But how it worked maybe the most interesting. By using a child to caption the motions that were recorded as motion capture, the park as the place along with the memories of Nayeon and her Mother, it was all able to be reproduced inside the VR studio. The documentary starts out with Jang Ji-Sung in a green room with a VR headset and haptic gloves on is looking around. Then that familiar song starts to play that was her daughter’s favorite only to then see her daughter smiles an all come closer to her mother crying out “Mom” and then ask “Where have you been, Mom? Did you think about me?” Think about the emotions that not only Jang Ji-Sung was feeling, but her family as they watched.
But to then realize that her daughter was saying that she missed her mom only to have the mom say she missed her too. Of course, the first thing you would want to do is hug your child, would you be hesitant to do so? But what if the scene were to change from a park that you had so many fond and happy memories, then turned into a birthday party that with the power of VR allowed you to place the candles on the cake and then your child’s only wish was to not have you cry?

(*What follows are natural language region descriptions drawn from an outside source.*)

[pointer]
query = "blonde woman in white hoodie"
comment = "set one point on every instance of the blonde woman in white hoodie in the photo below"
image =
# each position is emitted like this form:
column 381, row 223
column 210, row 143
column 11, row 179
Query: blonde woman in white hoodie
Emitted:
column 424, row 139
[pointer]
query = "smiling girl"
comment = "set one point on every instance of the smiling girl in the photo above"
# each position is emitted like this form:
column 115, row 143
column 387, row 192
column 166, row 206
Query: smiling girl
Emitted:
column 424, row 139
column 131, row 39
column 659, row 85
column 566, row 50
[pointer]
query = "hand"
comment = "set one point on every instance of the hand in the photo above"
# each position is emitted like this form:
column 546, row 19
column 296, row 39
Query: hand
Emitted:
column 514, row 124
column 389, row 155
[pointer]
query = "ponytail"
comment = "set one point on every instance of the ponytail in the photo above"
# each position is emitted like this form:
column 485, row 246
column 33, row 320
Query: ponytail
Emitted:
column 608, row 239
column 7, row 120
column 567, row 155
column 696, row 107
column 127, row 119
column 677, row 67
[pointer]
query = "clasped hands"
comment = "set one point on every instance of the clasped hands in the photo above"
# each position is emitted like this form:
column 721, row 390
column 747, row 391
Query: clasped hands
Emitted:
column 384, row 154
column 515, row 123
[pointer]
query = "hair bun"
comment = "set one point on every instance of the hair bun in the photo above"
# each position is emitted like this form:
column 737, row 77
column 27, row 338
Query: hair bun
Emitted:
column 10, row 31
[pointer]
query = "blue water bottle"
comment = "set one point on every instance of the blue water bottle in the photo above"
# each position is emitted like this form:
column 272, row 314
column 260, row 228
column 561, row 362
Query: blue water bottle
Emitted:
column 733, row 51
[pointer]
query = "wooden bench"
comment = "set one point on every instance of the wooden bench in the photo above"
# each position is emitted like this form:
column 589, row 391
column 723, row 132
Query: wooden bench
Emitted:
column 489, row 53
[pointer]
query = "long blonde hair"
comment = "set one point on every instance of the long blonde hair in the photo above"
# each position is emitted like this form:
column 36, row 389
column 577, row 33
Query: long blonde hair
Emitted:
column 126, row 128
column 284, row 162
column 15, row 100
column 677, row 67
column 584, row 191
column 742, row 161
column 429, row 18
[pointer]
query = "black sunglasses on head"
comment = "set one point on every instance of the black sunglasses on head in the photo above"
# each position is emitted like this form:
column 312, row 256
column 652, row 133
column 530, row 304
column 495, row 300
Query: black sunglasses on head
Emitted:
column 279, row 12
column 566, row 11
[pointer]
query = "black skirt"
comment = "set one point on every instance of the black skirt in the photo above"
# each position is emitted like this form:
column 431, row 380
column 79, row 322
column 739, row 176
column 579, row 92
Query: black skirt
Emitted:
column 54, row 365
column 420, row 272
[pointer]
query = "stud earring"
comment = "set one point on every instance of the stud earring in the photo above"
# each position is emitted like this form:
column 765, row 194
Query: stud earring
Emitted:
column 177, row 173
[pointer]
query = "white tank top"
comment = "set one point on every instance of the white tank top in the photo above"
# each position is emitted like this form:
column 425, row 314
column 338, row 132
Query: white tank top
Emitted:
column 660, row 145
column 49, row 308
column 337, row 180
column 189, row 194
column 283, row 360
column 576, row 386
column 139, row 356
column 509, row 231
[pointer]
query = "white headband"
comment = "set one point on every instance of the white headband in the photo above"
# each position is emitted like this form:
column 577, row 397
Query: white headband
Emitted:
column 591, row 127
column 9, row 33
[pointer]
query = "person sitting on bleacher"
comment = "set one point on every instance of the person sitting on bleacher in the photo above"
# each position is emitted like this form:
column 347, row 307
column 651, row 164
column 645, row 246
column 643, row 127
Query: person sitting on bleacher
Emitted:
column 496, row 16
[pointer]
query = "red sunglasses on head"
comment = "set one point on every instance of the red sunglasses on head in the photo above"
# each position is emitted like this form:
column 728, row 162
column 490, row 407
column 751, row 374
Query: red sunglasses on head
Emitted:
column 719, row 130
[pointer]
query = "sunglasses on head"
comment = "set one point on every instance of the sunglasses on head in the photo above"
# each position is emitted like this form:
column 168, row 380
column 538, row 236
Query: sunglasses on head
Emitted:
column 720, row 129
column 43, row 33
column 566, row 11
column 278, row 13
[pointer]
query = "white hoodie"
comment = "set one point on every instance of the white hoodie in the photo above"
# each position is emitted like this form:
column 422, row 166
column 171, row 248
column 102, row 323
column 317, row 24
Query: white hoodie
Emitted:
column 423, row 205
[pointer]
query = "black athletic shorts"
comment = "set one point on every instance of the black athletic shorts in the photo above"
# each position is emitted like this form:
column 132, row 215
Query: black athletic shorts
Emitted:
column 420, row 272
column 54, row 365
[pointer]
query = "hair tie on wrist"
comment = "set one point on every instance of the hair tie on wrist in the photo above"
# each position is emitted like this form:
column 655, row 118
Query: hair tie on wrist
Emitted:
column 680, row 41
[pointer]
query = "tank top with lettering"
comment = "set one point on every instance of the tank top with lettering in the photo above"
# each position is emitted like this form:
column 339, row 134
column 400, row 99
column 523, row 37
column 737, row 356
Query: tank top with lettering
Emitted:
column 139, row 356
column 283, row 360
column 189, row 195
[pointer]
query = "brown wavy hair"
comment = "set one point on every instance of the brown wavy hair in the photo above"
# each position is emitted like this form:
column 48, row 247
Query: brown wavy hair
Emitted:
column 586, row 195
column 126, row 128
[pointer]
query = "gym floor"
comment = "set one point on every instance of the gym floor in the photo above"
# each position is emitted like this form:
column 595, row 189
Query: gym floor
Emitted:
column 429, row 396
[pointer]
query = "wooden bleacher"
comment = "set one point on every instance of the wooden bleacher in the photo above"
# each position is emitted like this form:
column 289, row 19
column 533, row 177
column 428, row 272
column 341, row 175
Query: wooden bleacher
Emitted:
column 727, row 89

But it just goes to show how powerful the Virtual Reality platform can actually be. But if you had the opportunity to simply upload pictures, video, songs, places that allowed you and the one that was taken away too soon and be able to interact in a way that not only would help us mourn, would you? But think about how Virtual Reality can become the new way, the new standard to help preserve those memories just as pictures and video have been for so long.
The documentary is not in English, but if you have some time, check it out. And until we are able to get into this opportunity as a norm, remember that we do not know what tomorrow may bring so make that one more day and that one more minute count with the ones that you love.